SENTENCING AMENDMENT BILL 2016 (No. 51)

 

[11.35 a.m.]

Mr FINCH (Rosevears) - Mr President, there are many points I do not need to cover because they have been so well covered by the members for Launceston and Mersey.  This bill is a step towards the Government's intended abolition of suspended sentences, to which I, like many others, including most legally qualified Tasmanians, are totally opposed.  I am sure we will engage in that argument in the future, but in the meantime we can consider this bill in isolation. 

As the Leader said in the second reading speech, this bill is intended to increase the range of sentencing options available to address criminal behaviour in Tasmania.  I appreciate the briefing the Leader provided for us today; some of my questions were answered.  It almost seemed she knew exactly what she was talking about when she was addressing some of the issues we were discussing. 

Clause 7, though, is somewhat puzzling.  In the implementation of powers available to the judiciary under the bill, reference to 'court' means not just the Magistrates Court but also the Supreme Court and the Court of Criminal Appeal.  Appeals to the Court of Criminal Appeal are frequently about the severity of the sentence imposed by the trial judge.  It is going to be interesting to see how three judges sitting as the Court of Criminal Appeal will be able to agree that a sentence of imprisonment imposed by the trial judge be set aside, and then direct that the matter be sent back to a magistrate, whose standing is much less than that of the sentencing judge, to determine a drug order program for the convicted person.  I may receive some response to that circumstance.

Most of the bill deals with sentencing drug offenders, but it does not spell out whether there will be magistrates who have a particular skill in management of drug users.  Not knowing the breadth and depth of the issue and how often magistrates are dealing with these cases, one would trust that skills are built and there is strong understanding of the issue. 

It is probable that more magistrates will need to be appointed to deal with drug offenders.  That question was highlighted during our briefing.  Will the budget be able to cope with the expense of additional magistrates and their accommodation?  If this program is going to be utilised more then there is going to be a need for expansion of resources available.  I heard what the Leader said about the 'suck it and see it' principle that might apply in this process.

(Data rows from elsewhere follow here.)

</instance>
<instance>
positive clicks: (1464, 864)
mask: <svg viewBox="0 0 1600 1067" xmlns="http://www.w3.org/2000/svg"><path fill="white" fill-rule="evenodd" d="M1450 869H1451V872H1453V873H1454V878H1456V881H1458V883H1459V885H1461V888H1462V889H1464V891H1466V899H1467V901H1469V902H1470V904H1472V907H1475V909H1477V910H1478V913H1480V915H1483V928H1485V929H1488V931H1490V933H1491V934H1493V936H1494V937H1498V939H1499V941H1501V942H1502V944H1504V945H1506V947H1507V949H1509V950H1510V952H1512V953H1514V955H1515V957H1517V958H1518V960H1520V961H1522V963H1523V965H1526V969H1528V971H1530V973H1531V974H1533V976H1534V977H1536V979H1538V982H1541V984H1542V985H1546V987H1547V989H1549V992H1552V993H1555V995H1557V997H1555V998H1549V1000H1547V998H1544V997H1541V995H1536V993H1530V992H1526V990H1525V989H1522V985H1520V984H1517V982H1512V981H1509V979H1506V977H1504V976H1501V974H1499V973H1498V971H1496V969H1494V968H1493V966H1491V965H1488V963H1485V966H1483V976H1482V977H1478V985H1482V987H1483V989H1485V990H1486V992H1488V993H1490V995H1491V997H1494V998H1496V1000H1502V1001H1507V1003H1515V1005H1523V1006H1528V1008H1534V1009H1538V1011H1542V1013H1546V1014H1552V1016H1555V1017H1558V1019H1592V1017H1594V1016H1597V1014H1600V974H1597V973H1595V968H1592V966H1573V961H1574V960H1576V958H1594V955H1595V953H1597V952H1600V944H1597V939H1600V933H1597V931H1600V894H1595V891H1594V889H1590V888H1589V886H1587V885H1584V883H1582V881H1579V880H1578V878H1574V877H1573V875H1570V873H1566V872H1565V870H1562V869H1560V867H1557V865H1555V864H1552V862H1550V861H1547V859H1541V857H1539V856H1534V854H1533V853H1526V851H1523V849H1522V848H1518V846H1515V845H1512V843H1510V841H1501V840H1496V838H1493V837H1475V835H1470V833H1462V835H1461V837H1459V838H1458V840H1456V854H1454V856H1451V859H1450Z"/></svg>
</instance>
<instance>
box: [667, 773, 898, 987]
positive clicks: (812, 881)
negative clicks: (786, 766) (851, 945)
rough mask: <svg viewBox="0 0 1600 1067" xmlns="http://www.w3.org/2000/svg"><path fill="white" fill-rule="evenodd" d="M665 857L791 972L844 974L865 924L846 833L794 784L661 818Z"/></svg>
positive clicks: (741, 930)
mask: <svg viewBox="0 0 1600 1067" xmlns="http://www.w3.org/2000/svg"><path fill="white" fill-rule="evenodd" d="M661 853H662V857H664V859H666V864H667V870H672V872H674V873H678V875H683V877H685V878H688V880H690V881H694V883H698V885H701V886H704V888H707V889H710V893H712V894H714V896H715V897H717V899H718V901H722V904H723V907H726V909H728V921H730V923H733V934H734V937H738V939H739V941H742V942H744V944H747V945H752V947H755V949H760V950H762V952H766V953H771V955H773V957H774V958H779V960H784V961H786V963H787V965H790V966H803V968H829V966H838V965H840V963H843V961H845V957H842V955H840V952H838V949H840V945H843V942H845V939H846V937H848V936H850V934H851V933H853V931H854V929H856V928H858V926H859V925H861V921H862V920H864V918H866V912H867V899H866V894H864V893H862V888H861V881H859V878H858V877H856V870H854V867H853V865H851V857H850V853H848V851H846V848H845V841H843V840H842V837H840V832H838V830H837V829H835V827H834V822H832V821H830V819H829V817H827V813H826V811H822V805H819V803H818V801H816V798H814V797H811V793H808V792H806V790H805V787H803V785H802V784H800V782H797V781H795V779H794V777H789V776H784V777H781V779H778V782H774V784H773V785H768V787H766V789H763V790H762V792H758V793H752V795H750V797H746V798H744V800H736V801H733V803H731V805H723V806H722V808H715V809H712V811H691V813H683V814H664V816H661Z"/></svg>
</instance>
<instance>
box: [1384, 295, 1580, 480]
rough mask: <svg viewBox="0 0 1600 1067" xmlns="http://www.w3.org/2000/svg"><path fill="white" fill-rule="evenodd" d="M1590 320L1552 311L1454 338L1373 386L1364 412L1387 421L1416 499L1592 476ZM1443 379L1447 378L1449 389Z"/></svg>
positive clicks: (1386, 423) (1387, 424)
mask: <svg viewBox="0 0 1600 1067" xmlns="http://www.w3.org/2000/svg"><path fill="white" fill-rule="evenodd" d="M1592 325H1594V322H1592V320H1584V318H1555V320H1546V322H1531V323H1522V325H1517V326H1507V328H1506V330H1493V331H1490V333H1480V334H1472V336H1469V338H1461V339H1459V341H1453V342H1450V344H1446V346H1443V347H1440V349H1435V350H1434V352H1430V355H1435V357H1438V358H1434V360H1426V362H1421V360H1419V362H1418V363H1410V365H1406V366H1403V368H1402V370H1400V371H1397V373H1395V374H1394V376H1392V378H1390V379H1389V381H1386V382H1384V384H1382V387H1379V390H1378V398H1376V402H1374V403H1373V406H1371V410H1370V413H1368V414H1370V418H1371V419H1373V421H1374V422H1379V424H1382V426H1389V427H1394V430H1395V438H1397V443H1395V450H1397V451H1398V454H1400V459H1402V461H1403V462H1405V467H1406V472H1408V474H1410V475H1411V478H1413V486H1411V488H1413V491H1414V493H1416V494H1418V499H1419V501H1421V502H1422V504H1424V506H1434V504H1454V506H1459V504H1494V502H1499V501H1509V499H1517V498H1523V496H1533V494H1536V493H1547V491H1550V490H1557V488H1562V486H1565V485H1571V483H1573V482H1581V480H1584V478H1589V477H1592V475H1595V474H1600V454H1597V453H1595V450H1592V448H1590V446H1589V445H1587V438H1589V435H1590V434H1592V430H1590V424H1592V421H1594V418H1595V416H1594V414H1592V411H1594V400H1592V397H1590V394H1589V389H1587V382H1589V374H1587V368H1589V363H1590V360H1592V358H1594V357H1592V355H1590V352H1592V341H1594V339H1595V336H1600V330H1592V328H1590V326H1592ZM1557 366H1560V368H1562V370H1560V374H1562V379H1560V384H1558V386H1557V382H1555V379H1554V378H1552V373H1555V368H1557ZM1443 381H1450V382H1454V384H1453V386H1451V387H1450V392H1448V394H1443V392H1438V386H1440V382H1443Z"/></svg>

The effectiveness of the bill is going to depend on four points.  There must be enough magistrates dedicated to dealing with drug offenders.  Hospitals must have the ability to receive and treat offenders remanded by the courts.  There must be adequate staff to supervise offenders to ensure conditions of bail are observed.  Finally, there will be need to be prompt reports to courts about breaches of bail and other orders.  There is probably a bit of ironing out to be done but I support the thrust of the bill.